# "Brooklyn Nutcracker" for NYC forum friends



## Amy R. (Jul 1, 2007)

Hello New Yorkers~~my best friend (since high school) is the head of the dance dept at the Brooklyn Music School in Brooklyn, and about ten years ago originated a holiday production of the Nutcracker at BMS, with a Brooklyn twist. 

It is a charming little production and I try to go whenever I'm in NYC for the holidays (but I won't be there this year). It's not a super-polished, professional production (no live music) and is held in their ancient theatre, but more than makes up for that in being totally heartwarming. The children of all ages in the cast are adorable. 

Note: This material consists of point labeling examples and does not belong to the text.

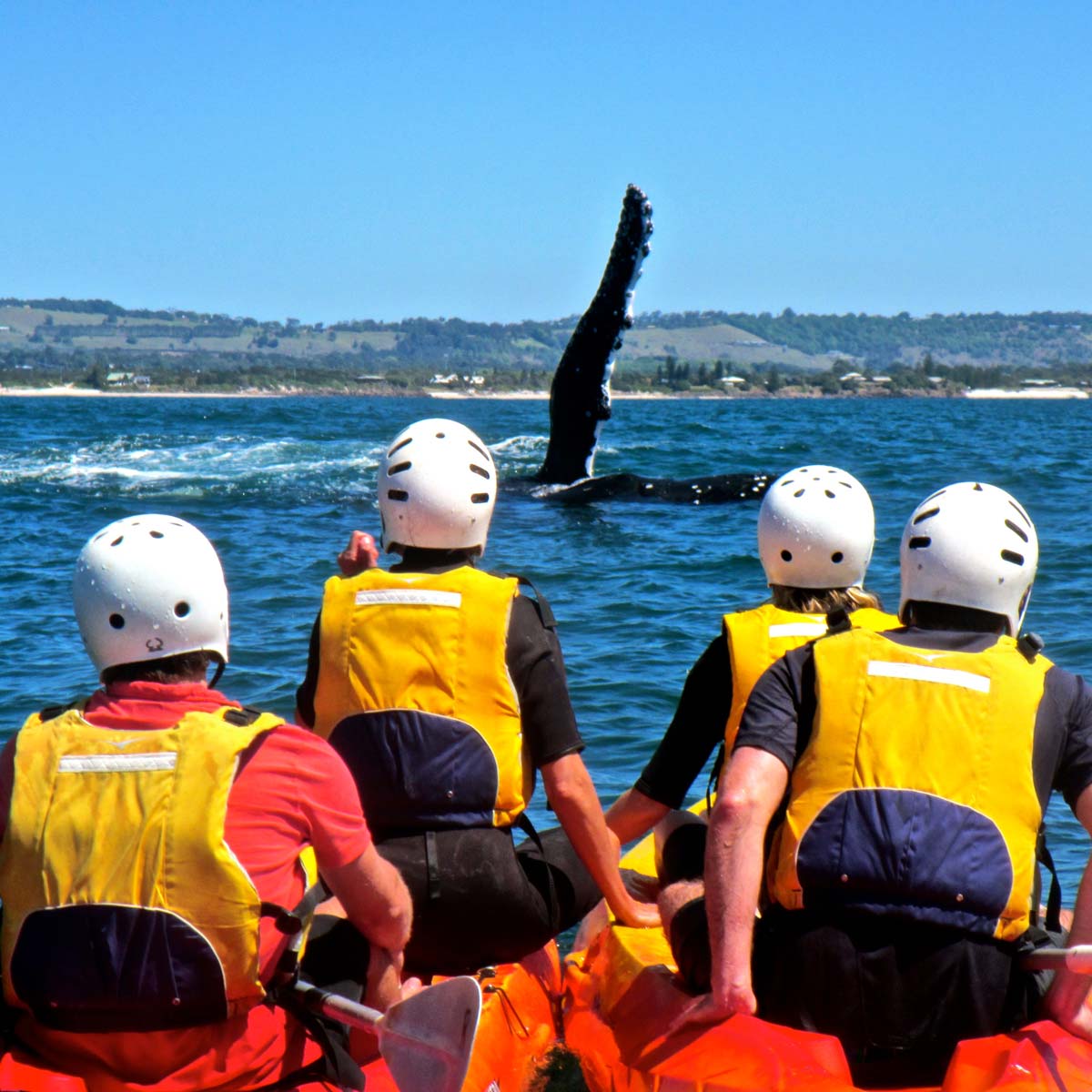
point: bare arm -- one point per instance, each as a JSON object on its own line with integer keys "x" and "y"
{"x": 1065, "y": 999}
{"x": 571, "y": 790}
{"x": 633, "y": 814}
{"x": 375, "y": 898}
{"x": 752, "y": 787}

BMS was originally a settlement house~~it is a very old Brooklyn institution for the arts, and serves mainly a minority community. It is located just down the street from the Brooklyn Academy of Music. So perhaps those of you in the NYC area might be interested in attending. I believe the performances begin next weekend~~check it out!


----------



## Laurief (Nov 7, 2006)

Amy, that is so nice of you to support your friends like that. My sister in law and her sister were Rockettes and my niece is a dancer. She went to dusquene and was a Tamberizon who travelled all over with the country and is now a Teacher. She is going to NY this January and going to NYU for a Materers in Dance. Is there a website the announces this performance that she could look up. Not sure if she will be in the city then, but I am sure she would be interested!


----------



## Lina (Apr 26, 2007)

Amy, thanks for the info! I will look into that for sure since I love the Nutcracker but I already saw the New York one last year so it would be nice to see a different version this year.


----------



## Amy R. (Jul 1, 2007)

Thanks for your responses, Laurie and Lina. You have a lot of dancers in your family, Laurie. My friend first came to NYC from California as a dancer, and eventually became a teacher. Like I said, it's an amateur production, but they have some guest soloist professionals. My friend dances the part of Fifi the maid in the opening party scene & is hilarious. Here is the Brooklyn Music School's website with the performance dates and location:
http://brooklynmusicschool.org/


----------